Curiously enough, for an album that defines itself entirely on its own singular existence, there’s quite a lot of influences that are plain to hear in the sound of this first full-length release from this band. After exploding onto the scene with their debut EP, Cosmic Dissonance, in 2013, and garnering quite a lot of press and tour opportunities on the strength of the five tracks comprising that first taste of their sound, The Zenith Passage is finally ready to put forth into the world Solipsist, which continues along their established trajectory: a combination of the more melodic, spacey sound of fellow Californian progressive death metal act The Faceless (a band which The Zenith Passage’s lead guitarist, Justin McKinney, now plays in) and hard-hitting, chunky, riffy grooves that are highly reminiscent of brutal techdeath bands like Deeds Of Flesh or Cryptopsy, their sound is a fluid hybrid of the grim spaciness of the former with the technically demanding, spiraling compositions of the latter.
After starting off with a short ambient interlude that serves to build the tension moving towards the first substantial track, Solipsist explodes with “Holographic Principle II: Convergence,” a snappy number just shy of four minutes that deftly showcases exactly what the band is about here: a firestorm of hectic technicality builds into a hammering groove over which vocalist Greg Hampton spits a thesaurus’ worth of vocabulary with the fury and speed of a machine gun – seriously, you won’t find a more adept vocalist this side of Archspire’s Oliver Rae Aleron – and, brick by brick, melody by melody, “Convergence” builds itself into a complex death metal goliath replete with keyboards, choral vocals, and backing strings.
After dying down and taking a brief break for listeners to catch their breath, like a wave slowly making its way to the beach, the track regains momentum until the crashing finality near the song’s end. The sounds present on the first track are, by and large, the album’s content approached in an abbreviated format: Solipsist’s basic building blocks are riffs – if they can even be called that at this point – and melodies of dizzying complexity, muted staccato grooves, and ambient sections that often depend on arpeggiated chords and slinking, warm bass lines to create a grim atmosphere.

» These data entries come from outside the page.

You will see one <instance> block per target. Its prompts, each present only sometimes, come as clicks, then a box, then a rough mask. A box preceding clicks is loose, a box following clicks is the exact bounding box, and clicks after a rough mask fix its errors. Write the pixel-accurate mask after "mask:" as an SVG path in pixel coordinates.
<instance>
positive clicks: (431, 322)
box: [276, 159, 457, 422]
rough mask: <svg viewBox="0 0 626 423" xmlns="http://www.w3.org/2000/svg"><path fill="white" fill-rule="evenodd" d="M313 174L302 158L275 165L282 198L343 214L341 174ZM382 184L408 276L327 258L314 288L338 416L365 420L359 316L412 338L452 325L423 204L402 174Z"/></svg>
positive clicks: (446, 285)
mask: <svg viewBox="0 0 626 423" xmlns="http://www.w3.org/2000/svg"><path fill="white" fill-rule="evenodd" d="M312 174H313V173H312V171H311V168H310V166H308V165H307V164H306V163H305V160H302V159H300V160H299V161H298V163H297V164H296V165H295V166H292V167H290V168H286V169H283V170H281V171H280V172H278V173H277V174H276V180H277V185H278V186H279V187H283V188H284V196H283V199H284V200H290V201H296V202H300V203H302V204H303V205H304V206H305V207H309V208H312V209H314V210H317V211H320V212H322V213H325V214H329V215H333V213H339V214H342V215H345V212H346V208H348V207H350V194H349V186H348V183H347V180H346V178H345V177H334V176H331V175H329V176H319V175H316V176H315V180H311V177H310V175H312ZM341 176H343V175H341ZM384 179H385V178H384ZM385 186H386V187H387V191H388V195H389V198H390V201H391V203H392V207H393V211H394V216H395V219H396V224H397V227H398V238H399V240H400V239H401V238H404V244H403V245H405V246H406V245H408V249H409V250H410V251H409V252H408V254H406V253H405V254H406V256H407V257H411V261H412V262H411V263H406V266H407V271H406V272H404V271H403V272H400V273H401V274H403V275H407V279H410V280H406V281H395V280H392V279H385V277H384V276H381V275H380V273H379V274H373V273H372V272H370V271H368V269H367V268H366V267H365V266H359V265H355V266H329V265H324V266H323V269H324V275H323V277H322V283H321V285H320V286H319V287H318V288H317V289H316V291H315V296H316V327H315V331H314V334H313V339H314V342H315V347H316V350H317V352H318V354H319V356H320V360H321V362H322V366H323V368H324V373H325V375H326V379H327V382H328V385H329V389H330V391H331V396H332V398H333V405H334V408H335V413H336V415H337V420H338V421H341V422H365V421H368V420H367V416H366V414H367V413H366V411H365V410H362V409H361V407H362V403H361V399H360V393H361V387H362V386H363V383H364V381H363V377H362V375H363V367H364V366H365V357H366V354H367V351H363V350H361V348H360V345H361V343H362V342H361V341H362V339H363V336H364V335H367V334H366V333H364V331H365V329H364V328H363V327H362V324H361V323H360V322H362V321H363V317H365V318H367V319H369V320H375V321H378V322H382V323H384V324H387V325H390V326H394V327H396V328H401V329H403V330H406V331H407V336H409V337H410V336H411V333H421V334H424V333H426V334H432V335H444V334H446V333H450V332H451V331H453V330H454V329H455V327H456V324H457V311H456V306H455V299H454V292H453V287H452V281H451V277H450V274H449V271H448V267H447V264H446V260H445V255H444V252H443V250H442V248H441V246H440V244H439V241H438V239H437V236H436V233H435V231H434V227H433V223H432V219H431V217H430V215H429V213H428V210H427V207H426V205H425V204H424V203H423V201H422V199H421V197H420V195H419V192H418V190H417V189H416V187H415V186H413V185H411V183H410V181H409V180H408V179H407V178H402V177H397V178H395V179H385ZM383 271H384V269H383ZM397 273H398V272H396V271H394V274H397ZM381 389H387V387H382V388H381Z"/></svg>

Occasionally, synthesizers or strings appear to add a sense of grandiosity to the whole affair, building off of the band’s frameworks to add a touch of elegance and classical sensibility, but after the brief primer that is “Convergence,” no listener will be surprised by the elements that appear across the rest of the album.
Such consistency is certainly a double-edged sword; those who enjoy what they hear are going to find an album that is lovable at all points, but at times Solipsist becomes too comfortable and familiar in its line of work and various parts of tracks begin to bleed into one another. The Zenith Passage know exactly what they want to do here, and they do it quite well, but no band with such a dialed-in sound can sidestep the occasional monotony that is part and parcel with uniformity.
Those who have spent the past three years champing at the bit waiting for this album (including yours truly) are going to find exactly what was expected: smart, well-executed, forward-thinking technical death metal that bends and twists sounds from across the extreme metal spectrum into a combination that is as refreshing and unique as it is immediately familiar. Solipsist is an extremely accurate title for this album, in a sense; if The Zenith Passage are one thing, they are sure of themselves, and their obvious comfort in their sound pays off with one of the most entertaining, consistent, and intelligent releases of the year so far.